Slowdown in soaring vegetable prices helps ease India inflation rate to 6.2 per cent

MUMBAI, India – India’s inflation eased in December as vegetable prices fell from the previous month, the government said Wednesday.

The fall in the inflation rate to 6.2 per cent could persuade the central bank to hold off from an interest rate hike this month, though the inflation is still far above its target of 4-5 per cent.

The latest inflation rate was down from 7.5 per cent in November.

Prices for vegetables dropped by 29.7 per cent in December from November, led by onions and potatoes, which had soared in cost in previous months. Still, vegetables overall cost 57.3 per cent more in December than they did a year earlier.

Fuel power costs were up 0.8 per cent over the previous month and the prices for manufactured products were flat.

Soaring inflation coupled with flagging economic growth has posed a dilemma for the Reserve Bank of India’s monetary policy, which is constrained in trying to spur the economy by lowering interest rates because it also wants to battle inflation — traditionally done by keeping interest rates high.

Higher prices for food and fuel, in particular, hurt the hundreds of millions of poor Indians living on less than $2 per day because they spend roughly half of their income on the staple items.

The central bank’s chief, Raghuram Rajan, has made battling inflation a priority since taking office last year and has hiked the key interest rate twice since September to its current 7.75 per cent.
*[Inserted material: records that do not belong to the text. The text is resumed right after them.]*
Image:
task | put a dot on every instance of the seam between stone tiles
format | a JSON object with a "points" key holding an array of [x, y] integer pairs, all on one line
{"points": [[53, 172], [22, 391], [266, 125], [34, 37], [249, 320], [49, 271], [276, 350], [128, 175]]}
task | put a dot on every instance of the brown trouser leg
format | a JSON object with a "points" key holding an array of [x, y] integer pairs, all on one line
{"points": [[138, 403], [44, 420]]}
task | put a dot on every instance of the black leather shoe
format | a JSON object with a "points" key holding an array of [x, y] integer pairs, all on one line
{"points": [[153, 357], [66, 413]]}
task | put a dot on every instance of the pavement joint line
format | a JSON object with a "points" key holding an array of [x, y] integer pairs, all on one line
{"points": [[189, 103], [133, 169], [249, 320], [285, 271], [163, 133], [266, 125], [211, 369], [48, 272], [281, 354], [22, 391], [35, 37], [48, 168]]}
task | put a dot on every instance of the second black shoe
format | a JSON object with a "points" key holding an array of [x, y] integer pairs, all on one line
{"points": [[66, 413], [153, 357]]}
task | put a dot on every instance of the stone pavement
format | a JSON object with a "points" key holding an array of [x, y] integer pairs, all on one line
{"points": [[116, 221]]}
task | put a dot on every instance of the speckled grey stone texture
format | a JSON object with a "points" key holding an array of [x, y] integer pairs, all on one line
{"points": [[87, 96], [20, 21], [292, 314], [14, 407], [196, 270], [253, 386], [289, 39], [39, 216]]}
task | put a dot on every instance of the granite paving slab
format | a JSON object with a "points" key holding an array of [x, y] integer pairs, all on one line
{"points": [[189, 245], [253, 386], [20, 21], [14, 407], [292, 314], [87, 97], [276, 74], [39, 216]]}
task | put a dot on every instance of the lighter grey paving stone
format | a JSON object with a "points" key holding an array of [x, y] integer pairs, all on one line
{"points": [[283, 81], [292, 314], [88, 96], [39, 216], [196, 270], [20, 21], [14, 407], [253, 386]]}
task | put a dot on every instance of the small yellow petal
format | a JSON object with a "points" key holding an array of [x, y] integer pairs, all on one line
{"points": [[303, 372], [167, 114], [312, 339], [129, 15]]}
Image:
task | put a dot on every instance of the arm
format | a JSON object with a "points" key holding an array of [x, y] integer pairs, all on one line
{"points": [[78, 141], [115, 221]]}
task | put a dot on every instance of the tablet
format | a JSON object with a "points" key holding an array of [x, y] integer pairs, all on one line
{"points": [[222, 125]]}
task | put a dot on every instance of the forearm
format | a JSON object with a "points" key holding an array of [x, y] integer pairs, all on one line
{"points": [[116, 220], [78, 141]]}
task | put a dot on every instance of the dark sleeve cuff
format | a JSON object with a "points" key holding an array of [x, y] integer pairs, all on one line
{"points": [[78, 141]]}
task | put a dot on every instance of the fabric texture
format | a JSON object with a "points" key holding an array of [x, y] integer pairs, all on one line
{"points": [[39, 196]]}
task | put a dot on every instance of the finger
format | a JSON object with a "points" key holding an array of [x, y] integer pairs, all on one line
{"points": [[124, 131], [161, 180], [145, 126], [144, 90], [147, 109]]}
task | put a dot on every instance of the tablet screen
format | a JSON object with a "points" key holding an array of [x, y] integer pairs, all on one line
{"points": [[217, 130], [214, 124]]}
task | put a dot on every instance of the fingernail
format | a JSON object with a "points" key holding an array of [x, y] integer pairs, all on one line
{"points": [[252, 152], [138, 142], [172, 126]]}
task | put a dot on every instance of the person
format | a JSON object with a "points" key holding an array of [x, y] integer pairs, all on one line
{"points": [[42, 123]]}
However, Rajan last month decided to keep the interest rate unchanged, saying he believed food inflation would come down soon because of a favourable monsoon season, a prediction that seems to have been correct.

Food inflation in India is partially driven by harvests and also an inefficient distribution system that results in some 30 per cent of produce spoiling before reaching markets.

Rajan has been under pressure from some corners to freeze or even cut interest rates to try to revive stalling growth in India’s wider economy. Asia’s third-largest economy expanded by 4.8 per cent in the July-September quarter, far below the 8 per cent rate the country averaged a few years ago.

Some business leaders have argued that lower interest rates encourage businesses to borrow and invest and consumers to spend.

The Reserve Bank’s next policy meeting is Jan. 28.